The Environmental, Social, and Governance (ESG) movement is facing setbacks due to its diminishing popularity, poor investment fund performance, and pushback by Republican states. Desperate to keep ESG afloat, its proponents have devised a workaround through natural asset companies (NACs) to assign a value to nature and ecosystem services they produce.

The push for NACs is a joint venture between the New York Stock Exchange and Intrinsic Exchange Group (IEG) to list so-called “sustainable enterprises” under the auspices of fighting climate change and stopping biodiversity loss.

Importantly, the goal is to control how land and natural resources are managed, but not through the traditional regulatory or lawmaking processes. NACs attempt to control resources through the investment world.

On October 4th, the Securities and Exchange Commission (SEC) published a rule to authorize the listing of NACs as self-regulatory organizations on the NYSE. The agency rushed the rule and abruptly closed comments after 21 days on October 25th—a clear violation of the Administrative Procedure Act that requires, at minimum, a 30-day comment period minimum on proposed rulemaking. Recently, the agency admitted fault and extended the rule comment period until January 2nd, 2024.

The SEC lacks the authority to create these enterprises as they can’t oversee activities, including management and access, on private and public lands, respectively. Its mission is to protect investors and maintain efficient markets—not manage and conserve private or public lands.

If the rule is approved, the SEC is expected to enroll federal lands—including National Park, U.S. Forest Service (USFS), Bureau of Land Management (BLM), and U.S. Fish and Wildlife (USFWS) lands—that fall under IEG’s hybrid land use case. These so-called “conservation areas” would encompass millions of acres of land, including working or recreational lands, that would be off-limits to multiple uses and recreational activities. This is currently playing out in Montana and Wyoming.

In Montana, the Fish and Wildlife Service has proposed the “Missouri Headwaters Conservation Area” that would consist of 5.8 million acres—3.7 million is public while 2.05 million is private—without consulting the state of Montana. Attorney General Austin Knudsen argues this is in violation of the Federal Advisory Committee Act (FACA).

Due to backlash, the agency extended its comment period deadline. Their neighbor, Wyoming, is facing a similar battle with 3.6 million acres of hybrid lands falling under BLM’s proposed Rock Springs Resource Management Plan B. This version, favored by BLM and the Biden administration, would designate half of the area—1.8 million acres—as “areas of critical environmental concern” (ACES) that would forbid energy development and lease sales, recreation involving motorized vehicles, grazing, and, instead, establish more wilderness areas.

For these entities to achieve profitability, the SEC rule argues that NACs could “monetize ecosystem services that have markets” by selling carbon credits in order to “conduct sustainable revenue-generation operations.”

Carbon credits, along with offsetting, have come under scrutiny of late.
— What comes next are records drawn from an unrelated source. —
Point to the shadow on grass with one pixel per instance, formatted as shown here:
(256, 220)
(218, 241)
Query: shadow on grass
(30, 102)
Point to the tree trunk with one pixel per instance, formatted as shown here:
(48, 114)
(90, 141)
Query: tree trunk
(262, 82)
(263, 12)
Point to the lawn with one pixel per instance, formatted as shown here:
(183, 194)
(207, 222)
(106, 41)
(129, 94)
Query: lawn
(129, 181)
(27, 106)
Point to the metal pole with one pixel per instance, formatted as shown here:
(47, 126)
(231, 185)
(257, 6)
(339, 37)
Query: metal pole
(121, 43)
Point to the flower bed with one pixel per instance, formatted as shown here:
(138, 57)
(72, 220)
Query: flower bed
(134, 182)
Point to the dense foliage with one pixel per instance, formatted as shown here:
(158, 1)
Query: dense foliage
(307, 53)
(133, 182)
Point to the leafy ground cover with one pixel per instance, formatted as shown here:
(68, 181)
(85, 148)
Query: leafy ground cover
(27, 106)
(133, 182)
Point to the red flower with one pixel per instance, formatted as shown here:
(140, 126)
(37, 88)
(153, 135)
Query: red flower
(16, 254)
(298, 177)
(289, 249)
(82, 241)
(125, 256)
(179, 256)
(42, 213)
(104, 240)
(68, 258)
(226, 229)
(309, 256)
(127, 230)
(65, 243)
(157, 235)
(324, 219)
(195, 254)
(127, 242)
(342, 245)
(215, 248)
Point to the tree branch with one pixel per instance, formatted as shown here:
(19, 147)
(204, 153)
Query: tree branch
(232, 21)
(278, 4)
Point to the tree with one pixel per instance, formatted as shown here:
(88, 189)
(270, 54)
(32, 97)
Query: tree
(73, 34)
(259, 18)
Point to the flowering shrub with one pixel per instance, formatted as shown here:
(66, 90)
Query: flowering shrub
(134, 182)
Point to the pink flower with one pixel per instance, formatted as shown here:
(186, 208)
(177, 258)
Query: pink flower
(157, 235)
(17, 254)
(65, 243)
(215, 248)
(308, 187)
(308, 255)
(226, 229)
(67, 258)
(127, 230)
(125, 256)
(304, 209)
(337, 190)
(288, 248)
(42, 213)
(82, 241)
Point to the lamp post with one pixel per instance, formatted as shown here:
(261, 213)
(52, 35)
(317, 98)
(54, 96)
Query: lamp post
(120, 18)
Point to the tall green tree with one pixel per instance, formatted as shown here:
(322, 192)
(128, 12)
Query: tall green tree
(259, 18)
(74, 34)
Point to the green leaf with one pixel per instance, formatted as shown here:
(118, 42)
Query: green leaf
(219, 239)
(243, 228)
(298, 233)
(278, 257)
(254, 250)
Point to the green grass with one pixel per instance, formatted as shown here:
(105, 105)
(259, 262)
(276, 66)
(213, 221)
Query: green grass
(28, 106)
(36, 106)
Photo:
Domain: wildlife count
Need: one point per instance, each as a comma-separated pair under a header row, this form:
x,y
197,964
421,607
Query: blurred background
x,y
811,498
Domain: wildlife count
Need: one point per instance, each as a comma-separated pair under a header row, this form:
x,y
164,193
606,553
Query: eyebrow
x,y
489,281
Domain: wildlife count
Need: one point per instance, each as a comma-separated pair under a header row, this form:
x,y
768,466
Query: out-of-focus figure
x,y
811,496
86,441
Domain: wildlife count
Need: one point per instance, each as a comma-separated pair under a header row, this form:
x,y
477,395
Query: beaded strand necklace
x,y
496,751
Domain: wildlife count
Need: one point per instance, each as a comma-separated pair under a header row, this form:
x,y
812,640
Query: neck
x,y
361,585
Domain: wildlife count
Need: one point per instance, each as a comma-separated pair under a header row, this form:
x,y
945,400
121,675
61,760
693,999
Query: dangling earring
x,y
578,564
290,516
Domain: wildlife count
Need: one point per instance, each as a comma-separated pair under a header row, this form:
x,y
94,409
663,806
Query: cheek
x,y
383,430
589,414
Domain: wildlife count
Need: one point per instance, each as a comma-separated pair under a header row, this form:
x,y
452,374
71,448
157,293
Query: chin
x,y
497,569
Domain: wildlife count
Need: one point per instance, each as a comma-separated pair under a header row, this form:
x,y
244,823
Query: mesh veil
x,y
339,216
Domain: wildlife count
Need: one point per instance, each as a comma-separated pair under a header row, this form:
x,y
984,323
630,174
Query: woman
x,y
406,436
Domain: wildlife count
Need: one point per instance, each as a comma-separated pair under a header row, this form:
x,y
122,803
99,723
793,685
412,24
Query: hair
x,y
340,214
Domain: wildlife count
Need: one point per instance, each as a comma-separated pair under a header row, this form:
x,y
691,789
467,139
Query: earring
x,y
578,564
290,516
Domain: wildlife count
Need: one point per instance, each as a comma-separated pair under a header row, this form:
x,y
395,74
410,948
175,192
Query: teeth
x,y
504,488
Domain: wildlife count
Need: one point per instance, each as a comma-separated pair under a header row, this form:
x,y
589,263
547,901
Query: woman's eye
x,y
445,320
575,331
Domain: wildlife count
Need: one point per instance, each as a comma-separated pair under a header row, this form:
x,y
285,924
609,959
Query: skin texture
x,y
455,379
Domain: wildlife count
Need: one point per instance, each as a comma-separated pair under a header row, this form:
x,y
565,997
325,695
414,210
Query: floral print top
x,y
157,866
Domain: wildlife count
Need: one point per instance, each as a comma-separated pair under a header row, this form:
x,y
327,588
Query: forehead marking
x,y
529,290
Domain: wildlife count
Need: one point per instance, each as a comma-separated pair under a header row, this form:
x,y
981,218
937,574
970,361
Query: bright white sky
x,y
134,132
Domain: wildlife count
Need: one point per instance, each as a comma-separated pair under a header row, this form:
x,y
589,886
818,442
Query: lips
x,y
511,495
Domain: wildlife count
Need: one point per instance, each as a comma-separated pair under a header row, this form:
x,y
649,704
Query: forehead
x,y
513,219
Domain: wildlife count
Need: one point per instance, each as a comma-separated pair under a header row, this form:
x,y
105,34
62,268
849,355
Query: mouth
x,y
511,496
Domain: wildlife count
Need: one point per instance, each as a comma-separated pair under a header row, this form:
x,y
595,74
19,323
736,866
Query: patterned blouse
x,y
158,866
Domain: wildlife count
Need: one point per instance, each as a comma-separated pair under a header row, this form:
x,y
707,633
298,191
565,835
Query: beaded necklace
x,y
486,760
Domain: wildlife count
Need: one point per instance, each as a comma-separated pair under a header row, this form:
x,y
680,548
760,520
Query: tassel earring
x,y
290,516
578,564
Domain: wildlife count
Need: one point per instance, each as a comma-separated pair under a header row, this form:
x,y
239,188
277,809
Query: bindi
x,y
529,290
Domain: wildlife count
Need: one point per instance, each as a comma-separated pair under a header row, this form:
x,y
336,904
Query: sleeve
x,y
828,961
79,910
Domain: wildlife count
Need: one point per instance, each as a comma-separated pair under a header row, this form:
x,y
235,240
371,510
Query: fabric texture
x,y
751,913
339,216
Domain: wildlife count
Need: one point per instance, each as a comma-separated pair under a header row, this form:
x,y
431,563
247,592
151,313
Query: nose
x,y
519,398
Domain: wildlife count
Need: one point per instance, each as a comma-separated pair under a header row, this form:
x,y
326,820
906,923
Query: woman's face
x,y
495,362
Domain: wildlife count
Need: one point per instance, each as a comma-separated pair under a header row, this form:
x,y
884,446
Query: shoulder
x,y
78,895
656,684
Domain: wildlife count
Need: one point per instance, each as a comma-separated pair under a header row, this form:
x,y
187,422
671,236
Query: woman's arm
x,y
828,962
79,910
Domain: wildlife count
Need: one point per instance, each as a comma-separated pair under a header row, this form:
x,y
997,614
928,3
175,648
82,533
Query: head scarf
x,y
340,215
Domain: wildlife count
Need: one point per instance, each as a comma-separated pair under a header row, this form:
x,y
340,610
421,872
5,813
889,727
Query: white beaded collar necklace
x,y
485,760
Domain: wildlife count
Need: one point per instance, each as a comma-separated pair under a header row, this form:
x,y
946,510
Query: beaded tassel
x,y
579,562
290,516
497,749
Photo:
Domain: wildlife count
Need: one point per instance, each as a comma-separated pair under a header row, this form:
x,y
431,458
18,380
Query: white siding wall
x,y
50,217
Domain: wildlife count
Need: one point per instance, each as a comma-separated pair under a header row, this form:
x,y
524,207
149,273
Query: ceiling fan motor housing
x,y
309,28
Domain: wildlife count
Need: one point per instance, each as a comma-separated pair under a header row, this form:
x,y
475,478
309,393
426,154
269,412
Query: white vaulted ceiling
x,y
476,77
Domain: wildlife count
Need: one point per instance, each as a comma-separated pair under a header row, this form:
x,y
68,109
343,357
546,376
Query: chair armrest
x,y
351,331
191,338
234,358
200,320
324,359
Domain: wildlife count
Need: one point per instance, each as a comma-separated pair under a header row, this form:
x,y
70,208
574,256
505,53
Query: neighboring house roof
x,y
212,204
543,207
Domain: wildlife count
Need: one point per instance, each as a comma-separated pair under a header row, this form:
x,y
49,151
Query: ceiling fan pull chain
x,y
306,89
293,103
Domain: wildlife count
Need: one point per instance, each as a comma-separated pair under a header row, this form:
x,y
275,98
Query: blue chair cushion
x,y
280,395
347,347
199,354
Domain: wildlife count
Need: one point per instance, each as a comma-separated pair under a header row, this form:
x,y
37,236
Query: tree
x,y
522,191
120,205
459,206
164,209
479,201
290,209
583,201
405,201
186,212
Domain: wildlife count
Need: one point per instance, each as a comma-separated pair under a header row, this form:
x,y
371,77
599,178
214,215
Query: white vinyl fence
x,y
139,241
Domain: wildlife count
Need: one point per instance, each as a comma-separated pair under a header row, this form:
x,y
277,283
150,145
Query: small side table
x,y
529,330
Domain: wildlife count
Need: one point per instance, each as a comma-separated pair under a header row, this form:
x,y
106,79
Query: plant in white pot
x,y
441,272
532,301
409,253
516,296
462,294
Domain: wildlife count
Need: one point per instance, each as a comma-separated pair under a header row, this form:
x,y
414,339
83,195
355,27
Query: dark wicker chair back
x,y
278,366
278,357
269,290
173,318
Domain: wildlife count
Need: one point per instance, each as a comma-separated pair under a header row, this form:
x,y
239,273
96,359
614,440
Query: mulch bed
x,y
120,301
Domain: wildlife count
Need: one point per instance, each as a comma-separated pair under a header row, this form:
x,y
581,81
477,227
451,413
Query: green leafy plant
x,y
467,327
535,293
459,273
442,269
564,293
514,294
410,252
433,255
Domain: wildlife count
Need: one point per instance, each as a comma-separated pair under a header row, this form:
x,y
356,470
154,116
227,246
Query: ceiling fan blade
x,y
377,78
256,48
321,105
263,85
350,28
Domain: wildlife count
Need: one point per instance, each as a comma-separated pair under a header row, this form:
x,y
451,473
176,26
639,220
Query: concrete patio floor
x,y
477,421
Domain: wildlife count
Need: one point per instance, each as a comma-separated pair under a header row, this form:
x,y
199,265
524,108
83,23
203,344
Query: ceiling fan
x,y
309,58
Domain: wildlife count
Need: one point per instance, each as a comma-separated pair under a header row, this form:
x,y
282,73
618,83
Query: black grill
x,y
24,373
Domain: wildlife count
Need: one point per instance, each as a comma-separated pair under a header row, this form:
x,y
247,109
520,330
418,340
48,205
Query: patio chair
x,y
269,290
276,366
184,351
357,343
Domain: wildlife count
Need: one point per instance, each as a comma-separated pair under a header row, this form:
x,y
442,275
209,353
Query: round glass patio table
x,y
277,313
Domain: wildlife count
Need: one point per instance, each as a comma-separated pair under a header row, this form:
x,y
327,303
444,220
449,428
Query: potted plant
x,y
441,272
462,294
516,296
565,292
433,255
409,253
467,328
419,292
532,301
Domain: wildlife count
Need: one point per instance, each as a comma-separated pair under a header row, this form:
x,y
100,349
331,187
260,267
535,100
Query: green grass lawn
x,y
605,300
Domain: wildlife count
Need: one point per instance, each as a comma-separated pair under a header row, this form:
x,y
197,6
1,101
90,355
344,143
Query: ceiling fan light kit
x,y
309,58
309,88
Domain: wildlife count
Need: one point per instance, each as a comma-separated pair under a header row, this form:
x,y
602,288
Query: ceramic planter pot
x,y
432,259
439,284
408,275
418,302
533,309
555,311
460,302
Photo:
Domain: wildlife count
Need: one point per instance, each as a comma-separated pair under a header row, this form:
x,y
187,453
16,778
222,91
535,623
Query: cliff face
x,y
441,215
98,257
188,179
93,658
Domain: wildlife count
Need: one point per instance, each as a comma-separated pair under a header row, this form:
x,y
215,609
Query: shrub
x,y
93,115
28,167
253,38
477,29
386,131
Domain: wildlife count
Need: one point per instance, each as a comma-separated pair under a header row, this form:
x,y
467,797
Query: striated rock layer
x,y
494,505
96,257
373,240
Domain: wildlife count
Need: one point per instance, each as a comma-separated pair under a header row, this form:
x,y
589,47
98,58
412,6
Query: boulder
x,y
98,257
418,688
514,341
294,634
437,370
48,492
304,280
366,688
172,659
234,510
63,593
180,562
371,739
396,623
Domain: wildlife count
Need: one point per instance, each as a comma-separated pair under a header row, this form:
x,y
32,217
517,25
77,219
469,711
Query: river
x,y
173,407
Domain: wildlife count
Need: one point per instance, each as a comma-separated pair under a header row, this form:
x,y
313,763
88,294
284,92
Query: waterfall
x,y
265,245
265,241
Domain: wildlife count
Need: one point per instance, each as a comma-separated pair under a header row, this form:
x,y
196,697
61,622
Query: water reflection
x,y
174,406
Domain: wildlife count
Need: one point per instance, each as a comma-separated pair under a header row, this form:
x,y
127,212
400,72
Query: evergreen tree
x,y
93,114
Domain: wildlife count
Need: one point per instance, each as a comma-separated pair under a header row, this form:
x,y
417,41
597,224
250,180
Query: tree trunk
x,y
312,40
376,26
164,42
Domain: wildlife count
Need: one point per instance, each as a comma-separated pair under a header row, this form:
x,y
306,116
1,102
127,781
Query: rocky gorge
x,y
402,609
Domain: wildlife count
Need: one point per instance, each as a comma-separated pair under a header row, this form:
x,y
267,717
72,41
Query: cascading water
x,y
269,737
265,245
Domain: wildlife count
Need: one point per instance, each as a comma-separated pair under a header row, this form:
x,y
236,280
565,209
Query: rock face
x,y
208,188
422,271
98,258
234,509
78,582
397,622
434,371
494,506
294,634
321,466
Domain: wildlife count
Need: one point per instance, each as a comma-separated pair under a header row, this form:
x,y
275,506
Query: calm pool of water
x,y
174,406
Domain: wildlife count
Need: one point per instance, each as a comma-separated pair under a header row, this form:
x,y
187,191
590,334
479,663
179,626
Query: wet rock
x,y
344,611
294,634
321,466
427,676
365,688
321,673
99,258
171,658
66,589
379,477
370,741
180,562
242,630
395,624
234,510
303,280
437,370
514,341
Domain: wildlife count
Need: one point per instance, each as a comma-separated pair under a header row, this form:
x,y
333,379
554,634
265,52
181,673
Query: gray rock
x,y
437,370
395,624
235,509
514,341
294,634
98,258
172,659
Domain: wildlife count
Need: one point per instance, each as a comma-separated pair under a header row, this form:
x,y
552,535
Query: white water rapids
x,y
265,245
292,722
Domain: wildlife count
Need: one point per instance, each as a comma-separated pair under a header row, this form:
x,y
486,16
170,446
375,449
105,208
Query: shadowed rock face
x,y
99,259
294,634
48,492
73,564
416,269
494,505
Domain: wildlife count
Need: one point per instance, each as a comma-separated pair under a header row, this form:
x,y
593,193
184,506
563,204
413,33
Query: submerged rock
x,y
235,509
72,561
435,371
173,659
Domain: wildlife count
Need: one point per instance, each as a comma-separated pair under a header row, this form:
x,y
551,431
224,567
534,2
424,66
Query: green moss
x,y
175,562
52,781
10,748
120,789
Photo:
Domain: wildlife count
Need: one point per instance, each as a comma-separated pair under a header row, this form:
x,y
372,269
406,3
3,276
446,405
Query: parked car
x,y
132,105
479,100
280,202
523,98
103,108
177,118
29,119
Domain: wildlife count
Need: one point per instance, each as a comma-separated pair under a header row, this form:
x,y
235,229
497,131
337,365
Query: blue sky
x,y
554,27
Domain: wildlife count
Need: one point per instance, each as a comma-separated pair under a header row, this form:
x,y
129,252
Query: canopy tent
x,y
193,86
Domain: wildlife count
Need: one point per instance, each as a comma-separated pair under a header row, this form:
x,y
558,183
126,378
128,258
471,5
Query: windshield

South Pole, the world’s largest carbon offset firm, sold millions in worthless environmental credits for its Kariba project in Africa so corporations like Gucci and Nestle could declare their products and services are “carbon neutral.” Another recent investigation into carbon offsets found 94% of applied offset credits were “phantom credits” that did little to reduce carbon emissions.

The SEC rule, if enacted, would also pose a threat to both property rights and national security—in exchange for dubious environmental benefit. Natural asset companies, the rule asserts, would be granted permission to license land rights for minerals, water, or air to “sovereign nations or private landowners.”

Those “sovereign nations” could include adversaries like China, Russia, North Korea, or Iran. The Chinese Communist Party is increasingly purchasing U.S. farmland for intelligence-gathering purposes. The “private landowners” in question would likely be financial asset managers BlackRock or Nuveen Natural Capital—not the traditional family farm owners that might come to mind. Institutional investors, Nuveen argues, invest third-party capital to help “implement appropriate ESG policies and procedures that inform the land acquisition due diligence process and the ongoing management of the farmland.”

Like ESG investing, natural asset companies are another tool by preservationist environmentalists to virtue signal on environmental stewardship and distort market behaviors.

The government shouldn’t be assigning a value to nature nor transferring ownership and access away from individuals to financial asset managers and foreign nations seeking to potentially undermine us. People closest to the land treasure it and care for it best. This can’t be improved by sacrificing local control for manipulative regulations or inventive investing schemes.